Temporal split PINC set

The ligands are spread across ten extensively studied pharmaceutically relevant targets: beta secretase 1 (BACE1), carbonic anhydrase II (CA-II), cyclin-dependent kinase 2 (CDK2), HIV protease (HIV-PR), the non-nucleoside site of HIV reverse transcriptase (HIV-RT), HSP90\(\alpha\), map kinase 14 (MAPK14), PPAR\(\gamma\), protein tyrosine phosphatase 1b (PTP1b), and thrombin (see Methods and Data for additional details). The newly curated set consists of 846 protein-ligand complexes, which was reduced from the original 949 due to elimination of duplicate ligands, removal of ligands from alternative binding sites, and automated quality control in the PDB processing procedure.
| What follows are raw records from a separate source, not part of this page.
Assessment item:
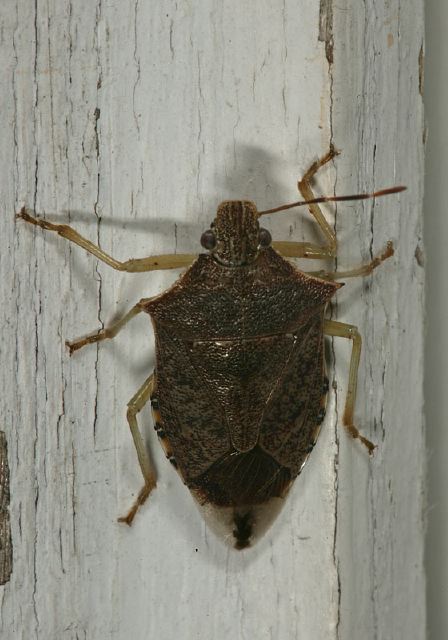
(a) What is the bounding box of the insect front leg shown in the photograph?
[16,207,197,273]
[65,298,151,355]
[118,373,156,526]
[297,145,339,258]
[324,320,375,454]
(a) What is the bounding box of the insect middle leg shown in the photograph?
[118,373,156,526]
[324,320,375,454]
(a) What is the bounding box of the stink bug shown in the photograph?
[18,148,404,549]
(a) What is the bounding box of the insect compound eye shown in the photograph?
[258,229,272,247]
[201,229,216,251]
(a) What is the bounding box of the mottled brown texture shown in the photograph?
[143,220,340,510]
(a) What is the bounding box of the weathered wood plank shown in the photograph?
[0,0,424,640]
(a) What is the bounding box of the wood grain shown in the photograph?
[0,0,425,640]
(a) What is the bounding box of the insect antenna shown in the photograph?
[258,186,407,216]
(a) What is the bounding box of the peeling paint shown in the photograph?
[418,42,425,96]
[0,431,12,584]
[319,0,333,65]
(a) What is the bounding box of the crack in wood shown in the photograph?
[0,431,12,584]
[318,0,334,65]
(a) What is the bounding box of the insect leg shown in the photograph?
[297,145,339,258]
[16,207,196,273]
[324,320,375,453]
[118,373,156,526]
[307,242,394,280]
[65,304,143,355]
[65,298,156,355]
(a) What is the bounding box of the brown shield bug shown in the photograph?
[18,148,404,549]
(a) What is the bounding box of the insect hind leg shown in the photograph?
[324,320,376,454]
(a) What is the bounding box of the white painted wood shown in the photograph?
[425,0,448,640]
[0,0,424,640]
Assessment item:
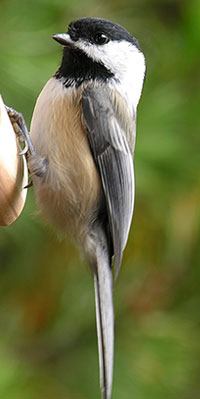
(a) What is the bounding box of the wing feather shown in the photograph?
[82,85,135,277]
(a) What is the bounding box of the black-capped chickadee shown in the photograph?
[8,18,145,399]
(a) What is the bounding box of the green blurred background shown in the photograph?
[0,0,200,399]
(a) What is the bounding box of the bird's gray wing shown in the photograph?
[82,85,135,277]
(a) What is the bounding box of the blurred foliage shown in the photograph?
[0,0,200,399]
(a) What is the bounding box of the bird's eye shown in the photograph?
[94,32,109,44]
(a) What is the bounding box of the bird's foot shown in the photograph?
[6,106,48,179]
[6,106,35,155]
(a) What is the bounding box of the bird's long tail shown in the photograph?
[94,242,114,399]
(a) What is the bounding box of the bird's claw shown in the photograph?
[6,106,35,155]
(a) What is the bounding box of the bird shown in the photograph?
[8,17,146,399]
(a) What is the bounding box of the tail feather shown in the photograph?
[94,244,114,399]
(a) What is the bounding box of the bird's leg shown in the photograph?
[6,106,48,177]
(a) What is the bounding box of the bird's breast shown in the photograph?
[31,78,101,233]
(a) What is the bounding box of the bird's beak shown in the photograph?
[52,33,73,46]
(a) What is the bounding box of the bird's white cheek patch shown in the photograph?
[76,40,145,112]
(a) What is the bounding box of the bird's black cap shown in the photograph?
[68,18,140,50]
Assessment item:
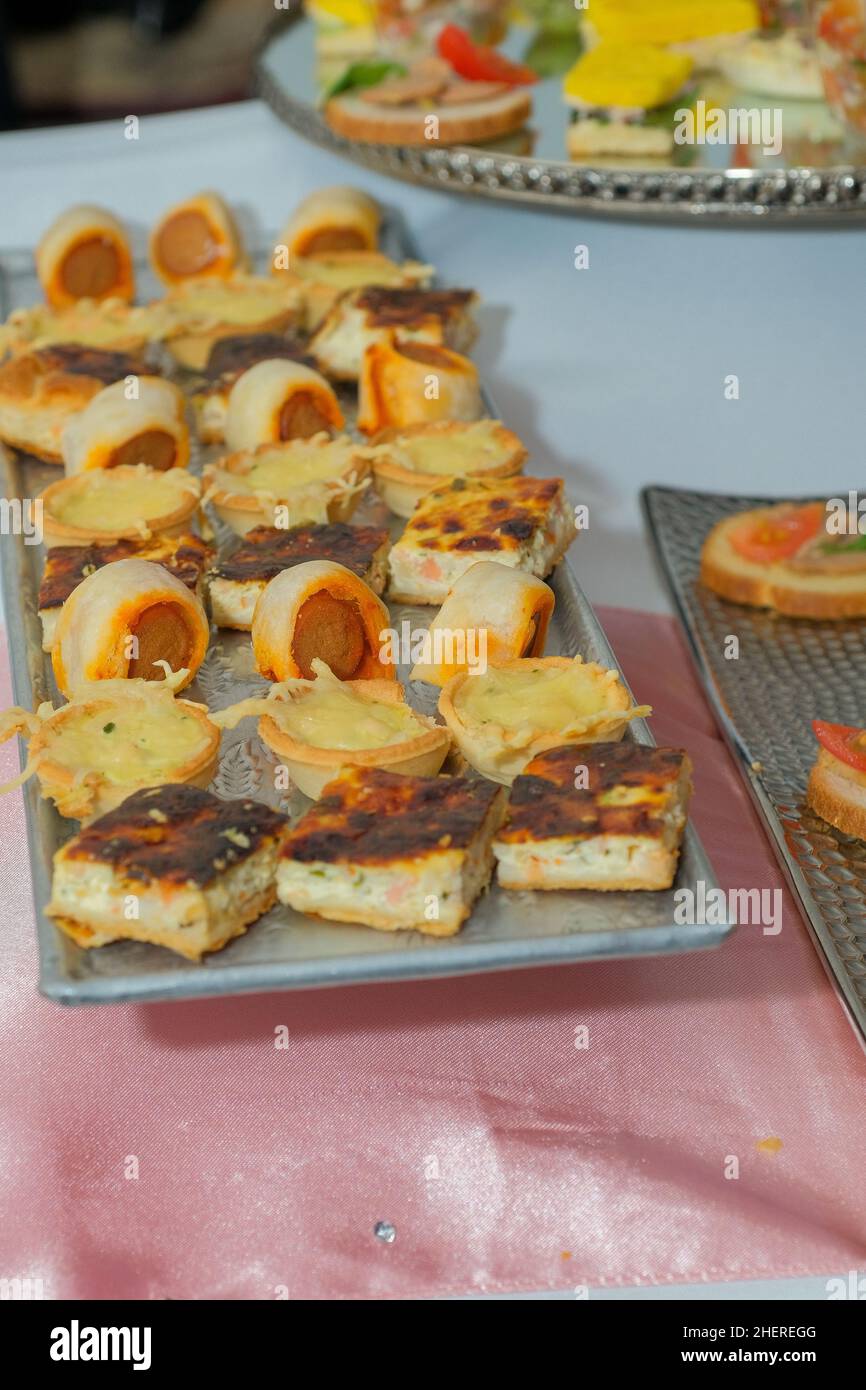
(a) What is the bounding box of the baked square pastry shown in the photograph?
[701,502,866,619]
[493,742,691,892]
[39,531,213,652]
[207,521,391,632]
[310,285,477,381]
[0,343,149,463]
[388,477,575,603]
[46,783,288,960]
[806,719,866,840]
[277,767,505,937]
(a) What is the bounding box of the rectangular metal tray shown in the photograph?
[0,218,731,1004]
[641,487,866,1043]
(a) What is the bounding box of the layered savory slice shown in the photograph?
[389,477,575,603]
[0,343,147,463]
[806,719,866,840]
[40,463,202,546]
[204,434,370,535]
[163,275,303,371]
[46,784,288,960]
[36,204,135,309]
[215,659,450,798]
[493,742,691,891]
[310,285,477,381]
[439,656,651,784]
[190,332,316,443]
[563,43,694,161]
[252,560,396,681]
[0,677,220,820]
[701,502,866,619]
[207,521,391,631]
[277,767,505,937]
[39,531,213,652]
[368,420,527,517]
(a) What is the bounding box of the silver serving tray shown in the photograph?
[254,0,866,227]
[0,215,731,1004]
[642,487,866,1043]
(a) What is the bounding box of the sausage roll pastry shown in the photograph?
[275,186,382,261]
[0,343,147,463]
[310,285,477,381]
[39,532,213,652]
[806,719,866,840]
[60,377,189,475]
[46,784,288,960]
[277,767,505,937]
[410,560,555,685]
[493,742,691,892]
[214,659,450,799]
[439,656,651,785]
[252,560,396,681]
[51,560,210,698]
[208,523,391,631]
[0,299,165,360]
[286,252,435,332]
[0,680,220,821]
[204,435,370,535]
[163,275,303,371]
[190,334,316,443]
[36,204,135,309]
[701,502,866,619]
[370,420,527,517]
[150,193,246,285]
[388,478,577,603]
[357,332,484,435]
[40,464,202,548]
[225,360,345,449]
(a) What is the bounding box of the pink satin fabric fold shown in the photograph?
[0,610,866,1298]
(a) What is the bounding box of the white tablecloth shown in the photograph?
[0,101,866,628]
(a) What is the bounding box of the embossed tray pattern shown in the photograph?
[642,488,866,1036]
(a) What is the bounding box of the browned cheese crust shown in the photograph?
[281,769,502,865]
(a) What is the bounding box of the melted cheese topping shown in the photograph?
[47,701,209,783]
[382,420,510,474]
[51,464,199,532]
[214,439,356,498]
[267,682,424,749]
[455,663,619,733]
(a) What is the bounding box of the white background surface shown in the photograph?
[0,101,866,631]
[0,101,866,1298]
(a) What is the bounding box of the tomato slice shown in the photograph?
[731,502,824,564]
[812,719,866,773]
[436,24,538,86]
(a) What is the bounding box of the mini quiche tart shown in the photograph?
[40,464,202,546]
[36,204,135,309]
[51,560,210,696]
[389,477,577,603]
[277,767,505,937]
[252,560,396,681]
[701,502,866,619]
[204,434,370,535]
[150,193,245,285]
[439,656,651,785]
[806,719,866,840]
[0,680,220,821]
[215,660,450,799]
[370,420,527,517]
[163,275,302,371]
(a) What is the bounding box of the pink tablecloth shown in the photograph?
[0,610,866,1298]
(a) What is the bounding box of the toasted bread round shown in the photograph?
[701,507,866,619]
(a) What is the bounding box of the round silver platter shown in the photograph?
[256,0,866,227]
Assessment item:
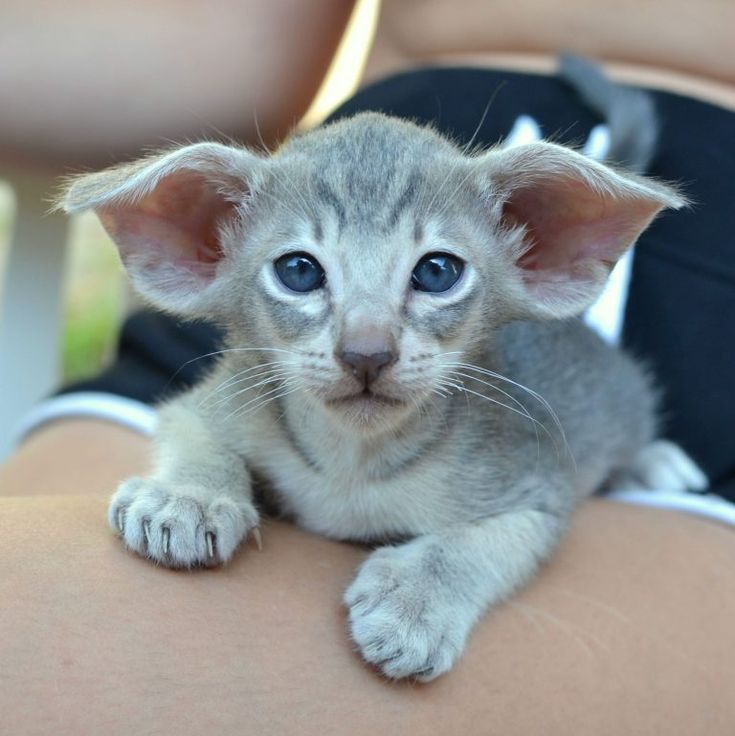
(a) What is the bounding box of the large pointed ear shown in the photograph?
[477,143,686,317]
[60,143,265,316]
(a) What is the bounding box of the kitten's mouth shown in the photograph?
[326,388,404,407]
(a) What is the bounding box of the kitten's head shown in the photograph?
[63,113,683,432]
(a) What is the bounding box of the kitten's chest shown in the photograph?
[244,432,460,540]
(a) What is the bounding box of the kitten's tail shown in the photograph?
[559,54,659,173]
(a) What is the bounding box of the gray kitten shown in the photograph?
[63,98,702,680]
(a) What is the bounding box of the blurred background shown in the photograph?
[0,0,735,458]
[0,0,379,382]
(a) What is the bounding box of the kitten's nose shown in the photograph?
[338,352,396,388]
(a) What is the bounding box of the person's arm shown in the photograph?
[0,0,354,167]
[0,420,735,736]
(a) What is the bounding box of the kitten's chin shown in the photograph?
[325,391,410,431]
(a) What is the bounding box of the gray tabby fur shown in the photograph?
[63,95,694,680]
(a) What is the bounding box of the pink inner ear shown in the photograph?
[504,179,659,278]
[504,176,661,316]
[98,170,235,288]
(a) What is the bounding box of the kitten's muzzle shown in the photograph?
[337,351,398,389]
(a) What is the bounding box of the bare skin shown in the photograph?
[0,420,735,736]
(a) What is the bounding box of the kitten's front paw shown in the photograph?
[108,478,259,567]
[344,546,473,681]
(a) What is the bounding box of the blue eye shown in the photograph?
[274,252,327,292]
[411,253,464,294]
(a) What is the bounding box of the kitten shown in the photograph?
[63,96,699,680]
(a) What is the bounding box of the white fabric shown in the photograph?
[14,391,157,444]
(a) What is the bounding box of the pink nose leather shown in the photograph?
[338,352,396,388]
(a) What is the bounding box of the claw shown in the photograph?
[143,521,151,546]
[250,526,263,552]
The challenge in cross-docking stems from three key issues. First, the protein binding site conformation(s) available for docking may change on binding a ligand that is different from the cognate one, especially if the new ligand is substantially different in structure. Here, because we have employed a 25%-known / 75%-future split, the ligands to be docked contain a large fraction that are very different from the prior known ligands. A second and related issue is that conformational elaboration becomes increasingly challenging, especially for template- and library-based methods, as the structural diversity of the ligands to be docked increases. Because template-based conformational search methods are fit to bound ligand structures that are known at a particular time-point, more recently disclosed molecules present difficulties. Third, binding site definition that is narrowly scoped to prior known binders can bias a docking algorithm against generating even close-to-correct poses, but excessively broadly scoped binding-sites make the search space more challenging.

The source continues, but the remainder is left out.